Decades went by before poliovirus was determined to be a disease agent in the 30s (though ‘virus’ was distinctively absent in polio epidemics), and it was designated an intestinal microbe. Poliovirus, they said, enters the bloodstream in the same way that bacteria do, written and published by Simon Flexner, empirical director of the RIMR, in 1896 as microbes [bacteria] that “wander through the intestinal walls with great regularity” from “imperceptible lesions”. This is evidence that an intestinal ‘agent’ in humans manifests as the flu, and it was already known that gut bacteria “cause” pneumonia.
How does this fit the profile of Spanish Flu that broke out 2 years later?

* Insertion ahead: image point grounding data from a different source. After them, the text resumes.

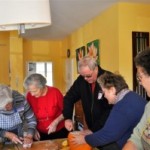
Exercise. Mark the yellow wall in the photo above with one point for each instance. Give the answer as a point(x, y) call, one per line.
point(16, 61)
point(105, 28)
point(45, 51)
point(4, 58)
point(132, 17)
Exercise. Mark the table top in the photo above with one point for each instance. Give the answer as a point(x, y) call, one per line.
point(39, 145)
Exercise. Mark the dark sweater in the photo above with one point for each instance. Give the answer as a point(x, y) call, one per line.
point(96, 110)
point(123, 118)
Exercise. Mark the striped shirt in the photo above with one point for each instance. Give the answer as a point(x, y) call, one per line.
point(21, 105)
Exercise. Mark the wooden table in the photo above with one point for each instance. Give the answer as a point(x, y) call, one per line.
point(40, 145)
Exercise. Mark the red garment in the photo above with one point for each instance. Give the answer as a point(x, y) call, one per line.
point(47, 108)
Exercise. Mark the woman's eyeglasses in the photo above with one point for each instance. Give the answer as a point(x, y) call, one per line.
point(139, 76)
point(87, 76)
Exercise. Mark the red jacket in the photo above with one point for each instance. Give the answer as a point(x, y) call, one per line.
point(47, 108)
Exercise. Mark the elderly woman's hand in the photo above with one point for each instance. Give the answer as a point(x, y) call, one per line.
point(78, 138)
point(27, 141)
point(52, 127)
point(13, 137)
point(69, 125)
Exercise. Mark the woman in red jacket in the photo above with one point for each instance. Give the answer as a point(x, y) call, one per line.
point(47, 105)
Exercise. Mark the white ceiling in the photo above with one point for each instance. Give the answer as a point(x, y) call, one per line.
point(69, 15)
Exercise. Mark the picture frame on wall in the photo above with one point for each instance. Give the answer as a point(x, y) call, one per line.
point(80, 53)
point(93, 50)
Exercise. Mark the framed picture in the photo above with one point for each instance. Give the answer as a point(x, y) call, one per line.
point(80, 52)
point(93, 50)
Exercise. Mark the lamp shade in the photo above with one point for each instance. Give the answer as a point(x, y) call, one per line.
point(29, 13)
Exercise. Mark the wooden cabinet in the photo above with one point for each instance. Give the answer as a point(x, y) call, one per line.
point(79, 117)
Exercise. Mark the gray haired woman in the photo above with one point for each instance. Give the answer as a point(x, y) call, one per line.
point(16, 118)
point(126, 113)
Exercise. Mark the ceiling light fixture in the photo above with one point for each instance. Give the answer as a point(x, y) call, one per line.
point(24, 14)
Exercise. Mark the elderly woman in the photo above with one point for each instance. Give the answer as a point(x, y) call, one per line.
point(140, 139)
point(126, 113)
point(47, 104)
point(17, 121)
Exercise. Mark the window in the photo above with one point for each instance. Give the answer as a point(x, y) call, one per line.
point(44, 68)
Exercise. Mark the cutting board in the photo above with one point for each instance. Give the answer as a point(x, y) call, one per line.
point(45, 145)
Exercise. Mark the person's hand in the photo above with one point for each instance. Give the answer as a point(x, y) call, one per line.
point(86, 132)
point(13, 137)
point(37, 135)
point(27, 141)
point(52, 127)
point(69, 125)
point(78, 139)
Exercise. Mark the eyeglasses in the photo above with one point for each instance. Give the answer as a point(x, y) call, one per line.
point(139, 77)
point(87, 76)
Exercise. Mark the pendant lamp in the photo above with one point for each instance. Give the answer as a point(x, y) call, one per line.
point(24, 14)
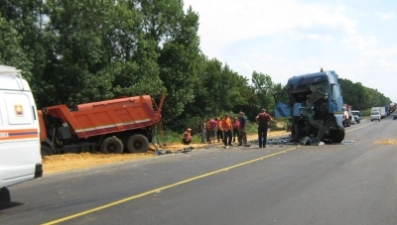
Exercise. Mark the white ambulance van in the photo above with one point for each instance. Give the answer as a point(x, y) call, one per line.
point(20, 157)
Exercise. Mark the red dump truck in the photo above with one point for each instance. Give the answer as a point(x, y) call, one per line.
point(113, 126)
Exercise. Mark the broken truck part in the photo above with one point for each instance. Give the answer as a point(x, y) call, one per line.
point(314, 107)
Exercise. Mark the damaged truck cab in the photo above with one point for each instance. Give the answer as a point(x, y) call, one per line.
point(314, 107)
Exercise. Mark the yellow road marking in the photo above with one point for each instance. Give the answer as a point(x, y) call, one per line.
point(124, 200)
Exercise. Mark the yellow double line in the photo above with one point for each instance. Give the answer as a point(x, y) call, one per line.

according to this quote from www.medicalecology.org/diseases/influenza/influenza.htm
“Spanish Flu killed more rapidly than any other form of influenza known up to that time. This particular strain of influenza was especially dangerous to young adults….morbidity changed dramatically and was now highest for the very young, and higher yet for persons between the ages of twenty and forty. The elderly appeared to be spared for the most part”. This statement is a KEY feature of polio! The 1916 polio epidemic affected 3 to 6 year olds in greater proportion, but that was rapidly changing to include older and older persons. Originally, “infantile paralysis” in the 1800s was prevalent among even younger children, infants and toddlers. By 1916, young adults were contracting the disease and by the 1950s the 20-40 year-olds were 80% of polio victims. FDR, who had the Spanish Flu as Assistant Sec of the Navy in 1918, got polio 3 years later at the age of 39. The sentence, “and higher yet for persons between the ages of twenty and forty” is deceptively worded and placed, clearly the meaning is that this group saw the largest increase in flu compared to itself as not normally susceptible to flu. A normal flu does, and did, kill the elderly, but the elderly are not a representative group of victims in polio outbreaks.
Spanish Flu appears to be multiple ailments: bacterial pneumonias, nitrate toxicosis, polio and many more. Viral agents were never found! Bacteriophage (virus that infect bacteria) genetics at the Cold Spring Harbor Laboratory encouraged interest in the field in the 1930s. Max Delbrück and Salvador Luria, two “displaced scholars” who were sponsored to leave Europe before WWII, promoted the “Phage Group” in working on the developments of molecular biology which led to experimentation on influenza viruses inserted into common bacteria.